Now I find that there are 3 kinds of problems:
Problems that others have solved before me: Let’s say I’m facing a problem X. Instead of looking for solutions to X, I just look for people who have solved X before. In 90% of the cases, speaking with someone who has solved X before is the easiest way to learn how to solve that problem.
Problems which can be solved with creativity: These are problems where there are no obvious solutions but if you think differently, you can solve things. You need to take a break, relax, keep thinking about these problems and then the answer might or might not come in the shower.

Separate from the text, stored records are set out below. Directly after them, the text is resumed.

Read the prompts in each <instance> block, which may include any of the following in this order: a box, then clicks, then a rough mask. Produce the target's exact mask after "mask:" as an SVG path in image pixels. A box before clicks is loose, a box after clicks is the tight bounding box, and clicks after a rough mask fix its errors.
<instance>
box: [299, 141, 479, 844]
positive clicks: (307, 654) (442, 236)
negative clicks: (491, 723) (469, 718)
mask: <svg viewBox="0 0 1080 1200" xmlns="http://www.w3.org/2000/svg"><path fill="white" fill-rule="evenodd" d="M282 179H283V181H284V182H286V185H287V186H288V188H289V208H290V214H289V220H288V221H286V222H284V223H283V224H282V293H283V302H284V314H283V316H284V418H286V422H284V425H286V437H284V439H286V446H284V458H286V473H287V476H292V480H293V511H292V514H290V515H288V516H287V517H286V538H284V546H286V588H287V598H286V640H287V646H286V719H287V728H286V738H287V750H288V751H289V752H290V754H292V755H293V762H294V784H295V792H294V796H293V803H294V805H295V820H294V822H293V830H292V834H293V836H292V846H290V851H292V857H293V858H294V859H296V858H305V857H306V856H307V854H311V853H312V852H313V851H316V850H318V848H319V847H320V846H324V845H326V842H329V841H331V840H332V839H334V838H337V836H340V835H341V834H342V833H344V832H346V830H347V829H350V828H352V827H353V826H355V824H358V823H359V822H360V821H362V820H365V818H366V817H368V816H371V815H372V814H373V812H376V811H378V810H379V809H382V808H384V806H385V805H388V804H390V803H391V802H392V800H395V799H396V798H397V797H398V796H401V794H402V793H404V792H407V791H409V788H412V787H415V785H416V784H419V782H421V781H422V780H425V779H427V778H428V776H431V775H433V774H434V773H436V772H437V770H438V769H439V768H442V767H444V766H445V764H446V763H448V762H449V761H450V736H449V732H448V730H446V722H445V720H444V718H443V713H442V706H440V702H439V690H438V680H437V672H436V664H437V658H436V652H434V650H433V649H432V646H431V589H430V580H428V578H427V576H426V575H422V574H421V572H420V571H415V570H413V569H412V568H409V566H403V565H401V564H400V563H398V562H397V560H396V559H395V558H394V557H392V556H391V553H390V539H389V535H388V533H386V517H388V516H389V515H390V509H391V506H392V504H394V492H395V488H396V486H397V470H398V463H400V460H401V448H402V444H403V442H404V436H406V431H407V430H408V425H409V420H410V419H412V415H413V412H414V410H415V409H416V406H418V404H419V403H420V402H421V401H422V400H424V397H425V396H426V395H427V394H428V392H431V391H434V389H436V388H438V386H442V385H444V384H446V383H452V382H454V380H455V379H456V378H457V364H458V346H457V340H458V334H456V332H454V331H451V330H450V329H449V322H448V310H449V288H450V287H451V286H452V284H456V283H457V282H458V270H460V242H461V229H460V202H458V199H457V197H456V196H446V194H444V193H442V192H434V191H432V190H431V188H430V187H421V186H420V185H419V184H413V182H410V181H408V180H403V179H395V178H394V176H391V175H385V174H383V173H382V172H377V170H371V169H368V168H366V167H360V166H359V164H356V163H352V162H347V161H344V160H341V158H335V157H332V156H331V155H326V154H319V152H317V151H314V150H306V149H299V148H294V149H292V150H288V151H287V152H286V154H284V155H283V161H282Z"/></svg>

Problems which don’t have solutions: Of course, there are tons of problems where there are no ready-made solutions (like e.g. finding a technical co-founder), and all it requires is to keep at it and wait for the solution to present itself (this has been the most difficult to learn and deal with). Most of the tough problems have a huge element of things which are not in your control – therefore, one feels frustrated, when it is just a question of patience.
Building Akosha has involved a lot of problems which fell in the first and the last category.
Two things that work:
– I’ve found parallel processing several parts of the solution to the same problem to be very useful. If you need to do 10 things to solve a problem, I usually find it better to try all 10 in parallel rather than serially.
– Some problem-solving frameworks really help. You should see a McKinsey hand apply the Peter Drucker Five Forces framework to the most obvious thing and see him/her come up with such non-obvious solutions. In the start up context, there is the customer development process, the lean methodology, the growth hacking etc. All of them are useful to think through problems, but it is typically difficult to apply them with a lot of discipline. There is no McKinsey for startups where you are taught a specific way of solving problems.